Les arbres de Mondrian

28.12.2015
Pommier en fleurs, 1912 (Piet Mondrian, 1872-1944)

Pommier en fleurs, 1912 (Piet Mondrian, 1872-1944)

Il faut aller au Gemeentemuseum de la Haye, fleuron de l’architecture moderne tout en briques jaunes et lignes géométriques, construit au tournant des années trente par H. P. Berlage, pour prendre la mesure de ce que Piet Mondrian a apporté à l’art du XXe siècle. Le musée abrite la plus grande collection d’œuvres de l’artiste, de ses débuts académiques à son ultime tableau, Victory Boogie-Woogie. S’y rendre préférablement en hiver, lorsque les feuillus décharnés accompagnent le visiteur sur son trajet de la gare au musée, le préparant à ce qui aura motivé son voyage jusqu’ici – une période bien spécifique, décisive, dans l’œuvre du maître hollandais : les arbres.

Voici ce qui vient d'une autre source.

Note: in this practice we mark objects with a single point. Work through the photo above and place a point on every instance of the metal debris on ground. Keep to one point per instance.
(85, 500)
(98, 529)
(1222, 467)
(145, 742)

Il y a en effet dans l’histoire de l’art des dates charnières, des points de bascule qui déclenchent des transitions irréversibles dans la façon de concevoir la peinture. Les œuvres que réalise Piet Mondrian entre 1908 et 1912 sont de celles-ci.

1909, L’arbre rouge. Le tronc est noueux, le ramage dense, montant vers le ciel. Le sujet est parfaitement identifiable mais la palette irréelle, intense La couleur paraît s’être affranchie de l’objet : rouge écarlate de l’arbre contre bleu lapis-lazuli du ciel. Peinture en touches courtes et rapprochées. Mondrian vient de découvrir les tableaux fauves de van Dongen et, surtout, l’œuvre de van Gogh. Sa peinture s’en ressent.

1911, L’arbre gris. Au Moderne Kunstkring qu’il a cofondé l’année précédente, Mondrian voit pour la première fois l’art cubiste venu de France. Choc absolu. Après la couleur, l’artiste va donc s’attaquer à la forme. L’arbre alors se décompose en un réseau de courbes majoritairement verticales et horizontales, tandis que les tonalités éclatantes font place aux déclinaisons de gris qu’affectionnent Braque et Picasso. L’année suivante, et jusqu’à l’été 1914, Mondrian sera à Paris.

1912, Pommier en fleurs. Les teintes sont désormais nacrées : aplats délicats de mauve, d’or et de vert émeraude. Plus d’horizon à présent, seules des arabesques dessinent dans l’espace des formes qui semblent flotter en apesanteur. Plus guère de traces de tronc, de branches, ni même de ces fleurs qu’évoque le titre du tableau. Comme déraciné de sa réalité première, l’arbre s’est mué en signe indépendant, en vibration autonome : le référent n’est plus l’objet peint mais la structure abstraite de la composition.

Quatre années se sont écoulées depuis les premiers arbres. Quatre années qui ont vu Piet Mondrian s’imprégner des influences multiples des avant-gardes de son temps pour développer in fine un langage plastique entièrement nouveau, posant ainsi l’une des premières pierres sur le chemin de l’art abstrait.

 

Paul Nyzam est spécialiste en art contemporain chez Christie’s. Ses participations éditoriales précieuses à memento ont considéré des thématiques charnières dans les œuvres de Yves Klein, Simon Hantai et Pierre Soulages.